Compliant false confessions occur when one confesses to a crime they did not commit in response to coercion, stress, or pressure from police. One might do so to end a stressful and unpleasant interrogation or because they believe they will be in trouble regardless of the facts and cling to promises of leniency in exchange for a confession. Stress, police pressure, lies about evidence, and coercive threats may lead to compliant confessions. In the Fontana case, police went as far as to suggest the victim's dog may be euthanized.

Finally, a persuaded false confession may occur when the confessor doubts his or her own innocence. Interviewers may justify a lapse in interviewee's memory due to alcohol or drug use, a period of amnesia, posttraumatic stress disorder, or a psychological self-preservation to black out one's crime. Those with mental illnesses such as bipolar disorder, PTSD, personality disorders, or psychotic disorders may be particularly vulnerable as they may have indeed experienced dissociative episodes or memory lapses earlier in their lives.

Often, the defense depends on a retracted confession, and the exclusion of a prior confession at trial.
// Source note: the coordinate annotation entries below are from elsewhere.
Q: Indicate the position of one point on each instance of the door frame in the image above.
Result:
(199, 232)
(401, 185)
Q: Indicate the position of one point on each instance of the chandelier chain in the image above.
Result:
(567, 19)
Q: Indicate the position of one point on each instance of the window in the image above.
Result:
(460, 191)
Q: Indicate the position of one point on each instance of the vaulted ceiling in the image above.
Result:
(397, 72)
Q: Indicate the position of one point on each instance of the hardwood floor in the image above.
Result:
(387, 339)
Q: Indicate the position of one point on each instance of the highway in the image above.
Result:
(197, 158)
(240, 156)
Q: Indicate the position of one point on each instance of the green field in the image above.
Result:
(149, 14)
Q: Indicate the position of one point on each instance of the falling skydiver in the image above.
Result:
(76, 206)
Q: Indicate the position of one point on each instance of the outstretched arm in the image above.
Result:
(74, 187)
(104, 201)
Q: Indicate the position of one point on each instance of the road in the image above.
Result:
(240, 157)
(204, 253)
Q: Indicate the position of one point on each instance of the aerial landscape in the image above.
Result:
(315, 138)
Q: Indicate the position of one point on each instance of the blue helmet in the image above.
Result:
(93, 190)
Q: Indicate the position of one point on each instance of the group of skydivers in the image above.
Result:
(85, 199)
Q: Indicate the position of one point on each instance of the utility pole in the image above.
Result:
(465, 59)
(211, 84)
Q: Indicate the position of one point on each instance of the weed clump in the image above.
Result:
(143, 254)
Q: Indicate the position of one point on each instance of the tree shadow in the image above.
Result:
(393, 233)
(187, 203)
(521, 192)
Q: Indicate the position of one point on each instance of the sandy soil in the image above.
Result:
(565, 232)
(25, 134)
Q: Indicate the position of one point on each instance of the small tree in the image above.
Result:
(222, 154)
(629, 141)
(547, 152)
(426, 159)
A forensic psychiatrist can help assess the mental state of a defendant at the time he or she confessed to a crime, shedding light into factors or vulnerabilities that may suggest a false confession. A forensic psychiatrist can assess for sources of distress during the time of an interrogation, the effect of that distress, and the individual's ability to tolerate distress and rationally understand the situation and consequences of behavior (i.e., confessing). Additionally, a forensic psychiatrist can help the trier of fact understand how the situation of the confession, such as sleep deprivation or pressure from police, impact a decision to confess. Forensic psychiatrists can utilize research on decision-making and social influence to help the trier of fact understand the total body of circumstances leading to a confession (Journal of the American Academy of Psychiatry and the Law). Experts can review records, the actual interrogation, and the defendant to understand the confluence of factors that may have led to a false confession. An expert can also comment on how the stressful circumstances of the interrogation may have contributed to adverse health and psychological injuries.

False confessions remain relevant. While understanding the numerous factors that go into one's decision to confess during interrogation can be complex, a thoughtful and experienced forensic psychiatrist can help the trier of fact understand a defendant's mental state, vulnerabilities, and decision-making.